なんでチップをそんなボウルに入れてたのかは知らないけど、クリスタルの微細振動でチップを調整してたのかも知れない。カウンターカルチャーから出発したアップルのウォズニアックだったらやってもおかしくない。何しろ量子コンピュータなんてことを考える連中だからね。
昔、腕時計はねじを巻くものだった。それがクオーツの個体振動を利用すれば、ねじ巻かなくても
いいものになった。「世界は振動している」ってのはこのとき知ったけど、それは知識だけのことだった。
それが、あるとき音遊びの会を主催していた高野さんのところで、皇帝盤なるものに出会った。直径40cmくらいの青銅の水盤だ。ここに水を入れて、縁をこすっていると、水しぶきがあがりだす。何とも不思議な器だ。古代、中国の皇帝はしぶきの上がり方でその日の天気を占ったとされていて、この名前がついているらしいのだが、いろんな名前があるようで、正しい名称はわからない。
同じモノがヤフオクに出ていたこともあるし、吉祥寺丸井横の商店街で店頭において客寄せに使われていたから、結構出回っているのかも知れない。
「金属やガラスなどの半円形の丸いボウルは内部共鳴する」のが原理だと思うけど、世界が微細に振動して、共鳴が見えたり聞こえたりするのは独特の体験だ。

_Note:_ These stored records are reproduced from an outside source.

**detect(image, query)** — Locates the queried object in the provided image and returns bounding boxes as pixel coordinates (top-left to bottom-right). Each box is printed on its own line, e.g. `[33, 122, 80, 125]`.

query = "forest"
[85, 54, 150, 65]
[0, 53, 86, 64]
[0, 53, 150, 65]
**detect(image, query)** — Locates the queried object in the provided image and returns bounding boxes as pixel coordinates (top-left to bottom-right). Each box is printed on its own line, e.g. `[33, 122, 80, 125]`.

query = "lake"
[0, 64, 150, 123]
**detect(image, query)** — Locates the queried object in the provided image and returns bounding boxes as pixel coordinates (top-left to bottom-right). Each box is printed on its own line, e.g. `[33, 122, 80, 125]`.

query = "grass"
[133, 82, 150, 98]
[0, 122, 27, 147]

クリスタル・ボウルの演奏家、牧野潤さんの公演を友人の佐藤蓬さんが企画したというので、三鷹の沙羅舎に出かけたのが、04年の12月。座布団がわりのたたみがしいてあったので、横になった。一瞬たりとも寝たつもりはないのだが、あとから、隣にいたセラピストの菅原はるみさんから「気持ちよさそうにいびきかいてましたよ」と言われてびっくり。「いびき」はないでしょ。「いびき」は。

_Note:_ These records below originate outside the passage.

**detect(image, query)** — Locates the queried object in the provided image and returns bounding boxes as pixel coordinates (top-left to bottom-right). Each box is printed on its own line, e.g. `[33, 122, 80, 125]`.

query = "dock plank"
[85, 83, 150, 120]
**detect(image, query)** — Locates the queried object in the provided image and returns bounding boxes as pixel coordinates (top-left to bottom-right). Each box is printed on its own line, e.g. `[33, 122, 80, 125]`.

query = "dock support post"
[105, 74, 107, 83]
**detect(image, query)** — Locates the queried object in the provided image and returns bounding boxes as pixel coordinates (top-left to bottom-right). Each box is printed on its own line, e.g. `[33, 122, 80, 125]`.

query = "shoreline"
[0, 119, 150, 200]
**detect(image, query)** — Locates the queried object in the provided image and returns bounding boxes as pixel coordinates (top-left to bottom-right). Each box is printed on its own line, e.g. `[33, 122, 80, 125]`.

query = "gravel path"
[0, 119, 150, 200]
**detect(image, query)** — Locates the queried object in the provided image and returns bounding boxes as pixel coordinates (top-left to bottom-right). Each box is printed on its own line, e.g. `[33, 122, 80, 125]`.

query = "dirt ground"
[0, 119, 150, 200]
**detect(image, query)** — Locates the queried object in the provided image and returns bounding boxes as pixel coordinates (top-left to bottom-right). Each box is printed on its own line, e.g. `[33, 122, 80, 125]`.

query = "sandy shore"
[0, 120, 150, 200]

クリスタルボウルではよく起きることらしく、牧野さんは心からリラックスして寝てもいいですよ、というのだが、「いびき」じゃあ、周りが迷惑だ。
まあ、パキスタンの即興宗教音楽カッワーリのヌスラット・アリ・ファテハーンの熱唱のときも
山下洋輔の演奏のときも寝ていた私だから、クリスタル・ボウルで寝たというのは、「そりゃあ、そうでしょ」な話なのだが、「いびき」かいたことはないよなあ、私は。
「毎日、夢の中で暮らしてる私」っていうのは、そういうことなのだが、何とも深いんだなあ、このクリスタルボウルは。2月6日に行われたCAMUNet (代替医療利用者ネットワーク)提携、BE GOOD CAFEで牧野さんに演奏してもらった。300人もの会場でこの深さがどれだけの人に伝わったか心配だ。